In all periods and styles there have always been familiar and dominant themes. During the Renaissance, for example, consider the numerous renditions of the theme of the, "Madonna and Child." But also consider the endless nuances of individual masters
approaching that ubiquitous subject. Given the rich and complex history of the theme of stripe painting and systemic painting it is important to explore and understand how that approach to abstraction has resurfaced in the work of Thompson and younger
artists. She evolved her mature style at a time when the Oedipal struggles against the patriarchal dominance of formalism and its spokesperson, the critic, Clement Greenberg, had subsided. Younger artists were free of that  emotional epic struggle and were able to look with a fresh eye at aspects of abstract art.

Thompson was also successful in developing a style and technique that is uniquely her own. She premixes a great spectrum of colors and packs them into tubes, all carefully labeled, so that she may reuse these colors with precision. Using a marker of spacing on her palette tubes are squeezed into blobs of color and a roller is run over them to pick up the pigment. These colors are then built up in layers on the canvas with great precision. The process is as slow and as labor intensive as the Old Masters she admires. The resultant paintings, with soft edged and limitless variations on color
stripes set onto a white ground, are lively and vibrant, tickling the eye with a wonderful shimmer and shake.

There is another body of work that provides a variation on the traditional technique of marbleizing papers. These beautiful, antique papers were commonly used in hand bound books.

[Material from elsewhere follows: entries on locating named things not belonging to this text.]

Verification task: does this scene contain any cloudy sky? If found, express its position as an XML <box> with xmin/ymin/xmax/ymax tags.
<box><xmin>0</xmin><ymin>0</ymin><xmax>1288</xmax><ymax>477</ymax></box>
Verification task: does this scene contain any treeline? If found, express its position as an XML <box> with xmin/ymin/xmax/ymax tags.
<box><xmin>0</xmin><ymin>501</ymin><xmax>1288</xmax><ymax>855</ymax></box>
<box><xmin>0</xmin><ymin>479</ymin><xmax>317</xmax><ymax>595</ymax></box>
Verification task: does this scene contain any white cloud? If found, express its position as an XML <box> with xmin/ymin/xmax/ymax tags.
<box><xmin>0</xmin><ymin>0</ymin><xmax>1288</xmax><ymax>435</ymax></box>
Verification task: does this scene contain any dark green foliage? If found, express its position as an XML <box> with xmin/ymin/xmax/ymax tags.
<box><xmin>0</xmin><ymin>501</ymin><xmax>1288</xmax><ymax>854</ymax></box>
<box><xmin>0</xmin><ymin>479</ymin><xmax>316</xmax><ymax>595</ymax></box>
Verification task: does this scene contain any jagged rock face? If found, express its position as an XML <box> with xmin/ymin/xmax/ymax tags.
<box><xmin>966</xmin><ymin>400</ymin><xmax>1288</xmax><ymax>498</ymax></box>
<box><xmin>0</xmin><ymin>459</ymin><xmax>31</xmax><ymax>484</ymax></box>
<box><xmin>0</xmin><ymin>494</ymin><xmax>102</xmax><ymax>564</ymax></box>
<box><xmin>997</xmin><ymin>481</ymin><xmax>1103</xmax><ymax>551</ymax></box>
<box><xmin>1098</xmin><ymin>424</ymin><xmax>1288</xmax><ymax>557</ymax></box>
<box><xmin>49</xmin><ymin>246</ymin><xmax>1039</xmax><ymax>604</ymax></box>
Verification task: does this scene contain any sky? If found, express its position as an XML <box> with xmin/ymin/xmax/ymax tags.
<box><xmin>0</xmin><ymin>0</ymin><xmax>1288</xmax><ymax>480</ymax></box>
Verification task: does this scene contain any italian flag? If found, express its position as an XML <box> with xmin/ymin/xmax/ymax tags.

The traditional technique is to drop oil paint onto a water surface. Patterns are produced by agitating the water gently, running knives and combs through the surface, or making drop patterns of different color. A sheet of paper is then carefully introduced at one edge of the water trough and drawn up to and making contact with the surface by lifting off the color. In Thompson’s approach, the surface pattern is more deliberate and varied. Instead of sliding up from beneath, the paper is carefully touched to the surface to pick up the color.

She told us that it is a time consuming and risky process. Anything may go wrong and the unique image is ruined. The trough has to be emptied, cleaned of residue, and she starts over. The resultant works on paper that she showed us were truly magical. They wonderfully conflate the deliberate and accidental. The images evoke a vividly patterned microcosm.

It has been a great challenge and pleasure to present these three distinguished artists to an American audience.